Preston Fleming travelled to Flanders to honour the memory of his great-grandfather, also Preston, who served as a private with the Argyll and Sutherland Highlanders, but died aged 24 after being shot in the head in September 1917 – on the day he returned to the front from hospital.

His great-grandson said the trip to the Mendinghem military ceremony was “the honourable thing” to do to mark the 100th anniversary.

Preston told the Advertiser: “My great-grandfather joined up in late 1915 and was sent down south for nine months’ training.

“They sent him out to the front in August 1916 and he was shot in the stomach in October of that year.

“He returned to duty and was shot again in May 1917, this time in the shoulder, and instead of sending him home for treatment they took him to the local field hospital.

“He was released at 6.30am on September 20, went back to the front, and was shot through the head at ten minutes past 12.”

Born in Salford, Greater Manchester, in 1893, where his own father worked as an ironmoulder, Preston’s great-grandfather moved with his parents to the family’s home turf in Falkirk in around 1901.

He married his girlfriend, Shirley Dunn, in December 1910; according to Falkirk Parish Church records, Shirley never remarried, and died in Falkirk in 1949, aged 55.

Preston said he remembered asking his grandfather – also Preston – about his own visit to Belgium to track down the grave in the late 1970s, but that he was reluctant to talk about the experience.

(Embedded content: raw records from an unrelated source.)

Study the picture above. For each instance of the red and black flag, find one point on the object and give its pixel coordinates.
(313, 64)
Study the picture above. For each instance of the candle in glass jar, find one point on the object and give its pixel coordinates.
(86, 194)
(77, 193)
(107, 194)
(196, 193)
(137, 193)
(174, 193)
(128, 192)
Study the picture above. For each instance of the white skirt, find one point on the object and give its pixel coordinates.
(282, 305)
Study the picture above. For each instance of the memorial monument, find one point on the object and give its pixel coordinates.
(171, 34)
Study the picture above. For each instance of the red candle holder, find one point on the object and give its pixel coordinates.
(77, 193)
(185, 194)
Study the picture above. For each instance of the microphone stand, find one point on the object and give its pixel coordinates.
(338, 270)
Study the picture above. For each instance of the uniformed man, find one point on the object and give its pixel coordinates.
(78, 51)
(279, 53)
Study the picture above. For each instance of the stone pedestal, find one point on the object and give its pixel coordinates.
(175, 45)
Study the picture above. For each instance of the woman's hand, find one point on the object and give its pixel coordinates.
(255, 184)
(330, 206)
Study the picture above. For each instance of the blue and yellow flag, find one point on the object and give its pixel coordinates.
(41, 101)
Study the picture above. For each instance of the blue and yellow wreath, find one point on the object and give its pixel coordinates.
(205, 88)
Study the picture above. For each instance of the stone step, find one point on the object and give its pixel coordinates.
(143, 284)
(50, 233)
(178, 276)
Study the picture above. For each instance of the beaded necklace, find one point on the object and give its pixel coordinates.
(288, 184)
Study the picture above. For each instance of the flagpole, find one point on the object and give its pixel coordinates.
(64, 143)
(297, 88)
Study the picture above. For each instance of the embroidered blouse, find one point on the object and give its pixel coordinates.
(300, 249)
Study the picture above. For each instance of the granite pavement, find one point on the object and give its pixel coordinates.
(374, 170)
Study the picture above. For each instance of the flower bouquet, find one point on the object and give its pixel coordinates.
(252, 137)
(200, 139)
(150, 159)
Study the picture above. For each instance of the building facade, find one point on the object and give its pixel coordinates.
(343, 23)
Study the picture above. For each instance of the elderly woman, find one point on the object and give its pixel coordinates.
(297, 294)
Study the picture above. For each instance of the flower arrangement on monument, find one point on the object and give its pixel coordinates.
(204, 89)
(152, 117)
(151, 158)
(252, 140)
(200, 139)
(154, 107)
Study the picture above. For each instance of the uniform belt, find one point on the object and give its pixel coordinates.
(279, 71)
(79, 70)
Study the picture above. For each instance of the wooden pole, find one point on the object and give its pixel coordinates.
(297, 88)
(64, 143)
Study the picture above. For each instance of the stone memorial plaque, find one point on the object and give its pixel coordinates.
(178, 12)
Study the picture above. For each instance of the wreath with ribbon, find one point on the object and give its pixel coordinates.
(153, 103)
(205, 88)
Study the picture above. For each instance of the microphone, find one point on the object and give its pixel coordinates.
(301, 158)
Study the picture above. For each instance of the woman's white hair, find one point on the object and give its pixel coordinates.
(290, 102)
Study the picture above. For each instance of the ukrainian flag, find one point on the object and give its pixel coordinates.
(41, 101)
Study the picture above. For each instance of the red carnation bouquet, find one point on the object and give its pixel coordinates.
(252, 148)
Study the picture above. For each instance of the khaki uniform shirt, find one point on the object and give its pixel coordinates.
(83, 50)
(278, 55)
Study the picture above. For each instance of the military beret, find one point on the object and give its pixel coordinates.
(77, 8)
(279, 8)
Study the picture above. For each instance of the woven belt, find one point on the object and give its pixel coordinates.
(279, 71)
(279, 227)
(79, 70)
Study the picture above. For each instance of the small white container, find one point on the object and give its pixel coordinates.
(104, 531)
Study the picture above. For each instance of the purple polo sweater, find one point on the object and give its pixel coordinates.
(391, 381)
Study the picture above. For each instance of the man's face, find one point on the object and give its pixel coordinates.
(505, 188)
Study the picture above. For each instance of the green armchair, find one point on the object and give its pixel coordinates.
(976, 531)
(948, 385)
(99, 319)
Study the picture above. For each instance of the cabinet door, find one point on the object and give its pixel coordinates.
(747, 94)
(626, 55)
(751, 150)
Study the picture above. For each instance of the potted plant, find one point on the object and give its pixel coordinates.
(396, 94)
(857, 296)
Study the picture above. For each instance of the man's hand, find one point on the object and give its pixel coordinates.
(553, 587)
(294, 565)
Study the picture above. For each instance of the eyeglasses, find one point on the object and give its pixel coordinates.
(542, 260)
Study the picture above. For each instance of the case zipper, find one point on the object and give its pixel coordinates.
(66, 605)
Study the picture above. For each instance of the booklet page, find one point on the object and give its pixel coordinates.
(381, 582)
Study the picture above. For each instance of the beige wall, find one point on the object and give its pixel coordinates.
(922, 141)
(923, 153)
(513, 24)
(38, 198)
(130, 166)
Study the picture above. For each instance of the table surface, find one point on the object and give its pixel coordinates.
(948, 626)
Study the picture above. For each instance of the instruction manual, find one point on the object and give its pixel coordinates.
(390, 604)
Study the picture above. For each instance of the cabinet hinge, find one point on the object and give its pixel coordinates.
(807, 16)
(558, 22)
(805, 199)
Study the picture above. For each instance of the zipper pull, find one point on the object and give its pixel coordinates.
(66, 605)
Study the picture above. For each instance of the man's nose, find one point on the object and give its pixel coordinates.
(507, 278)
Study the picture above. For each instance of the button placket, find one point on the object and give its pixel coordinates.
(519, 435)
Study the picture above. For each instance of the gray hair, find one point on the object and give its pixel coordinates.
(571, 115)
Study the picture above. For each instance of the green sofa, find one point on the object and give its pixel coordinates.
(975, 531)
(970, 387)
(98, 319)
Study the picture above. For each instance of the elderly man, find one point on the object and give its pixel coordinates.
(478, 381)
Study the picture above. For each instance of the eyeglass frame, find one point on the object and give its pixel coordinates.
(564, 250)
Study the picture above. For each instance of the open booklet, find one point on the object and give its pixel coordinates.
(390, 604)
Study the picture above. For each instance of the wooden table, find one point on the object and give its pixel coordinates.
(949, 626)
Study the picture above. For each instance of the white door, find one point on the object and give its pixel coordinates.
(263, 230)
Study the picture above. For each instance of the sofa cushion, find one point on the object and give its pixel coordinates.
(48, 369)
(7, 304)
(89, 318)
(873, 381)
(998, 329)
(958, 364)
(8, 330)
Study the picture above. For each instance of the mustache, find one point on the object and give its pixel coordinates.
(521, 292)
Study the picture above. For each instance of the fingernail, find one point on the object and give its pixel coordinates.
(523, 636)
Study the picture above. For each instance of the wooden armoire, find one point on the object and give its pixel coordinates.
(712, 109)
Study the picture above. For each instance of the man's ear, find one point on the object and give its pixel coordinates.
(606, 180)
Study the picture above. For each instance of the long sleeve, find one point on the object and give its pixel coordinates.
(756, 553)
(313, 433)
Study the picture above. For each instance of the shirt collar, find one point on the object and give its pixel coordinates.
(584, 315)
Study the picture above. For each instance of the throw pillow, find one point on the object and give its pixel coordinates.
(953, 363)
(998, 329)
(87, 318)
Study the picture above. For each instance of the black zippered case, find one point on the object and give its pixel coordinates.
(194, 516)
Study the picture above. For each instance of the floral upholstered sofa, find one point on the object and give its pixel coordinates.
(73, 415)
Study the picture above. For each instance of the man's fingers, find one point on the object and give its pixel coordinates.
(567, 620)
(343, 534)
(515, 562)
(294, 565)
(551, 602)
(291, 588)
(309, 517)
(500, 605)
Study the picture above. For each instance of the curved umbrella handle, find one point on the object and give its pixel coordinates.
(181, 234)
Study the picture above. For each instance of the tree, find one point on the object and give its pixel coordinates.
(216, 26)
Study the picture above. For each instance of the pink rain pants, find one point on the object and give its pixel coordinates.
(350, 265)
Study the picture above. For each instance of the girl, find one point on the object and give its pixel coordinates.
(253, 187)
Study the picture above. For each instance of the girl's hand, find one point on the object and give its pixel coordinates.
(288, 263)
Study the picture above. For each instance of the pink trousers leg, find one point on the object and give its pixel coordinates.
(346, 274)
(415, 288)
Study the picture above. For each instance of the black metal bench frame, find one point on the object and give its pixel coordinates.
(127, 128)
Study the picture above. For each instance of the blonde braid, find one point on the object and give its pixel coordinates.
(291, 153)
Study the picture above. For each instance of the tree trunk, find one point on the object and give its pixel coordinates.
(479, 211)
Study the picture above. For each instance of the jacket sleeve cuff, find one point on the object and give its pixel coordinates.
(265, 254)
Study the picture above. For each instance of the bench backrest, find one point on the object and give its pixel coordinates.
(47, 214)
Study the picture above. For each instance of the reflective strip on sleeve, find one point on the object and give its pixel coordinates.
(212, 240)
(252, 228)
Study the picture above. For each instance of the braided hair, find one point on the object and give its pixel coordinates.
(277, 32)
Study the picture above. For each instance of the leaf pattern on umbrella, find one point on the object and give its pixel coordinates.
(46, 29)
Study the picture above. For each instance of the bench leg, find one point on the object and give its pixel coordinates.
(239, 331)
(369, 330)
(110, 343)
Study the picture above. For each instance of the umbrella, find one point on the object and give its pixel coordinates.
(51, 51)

“My grandfather passed away 25 years ago,” he continued, “and about 18 years ago a big envelope came through my door with photos of my great-grandfather and his wife around the time he went to war.

“My grandfather took a fortnight off and went to Belgium, without any of the information you get nowadays, to find his father’s grave, but I never got anything from him after his visit.

“We did a bit of digging on my great-grandfather’s history, visiting Edinburgh Castle and Stirling Castle, to try and find out where he was and what he had done.

“My own dad never managed to make it out to Belgium and I always said I wanted to go, so my daughter and I flew out there and made our way to his grave.

“We spent about an hour there. It’s so serene and so peaceful.

“Being 100 years since he died, I wanted to do the honourable thing and visit him.”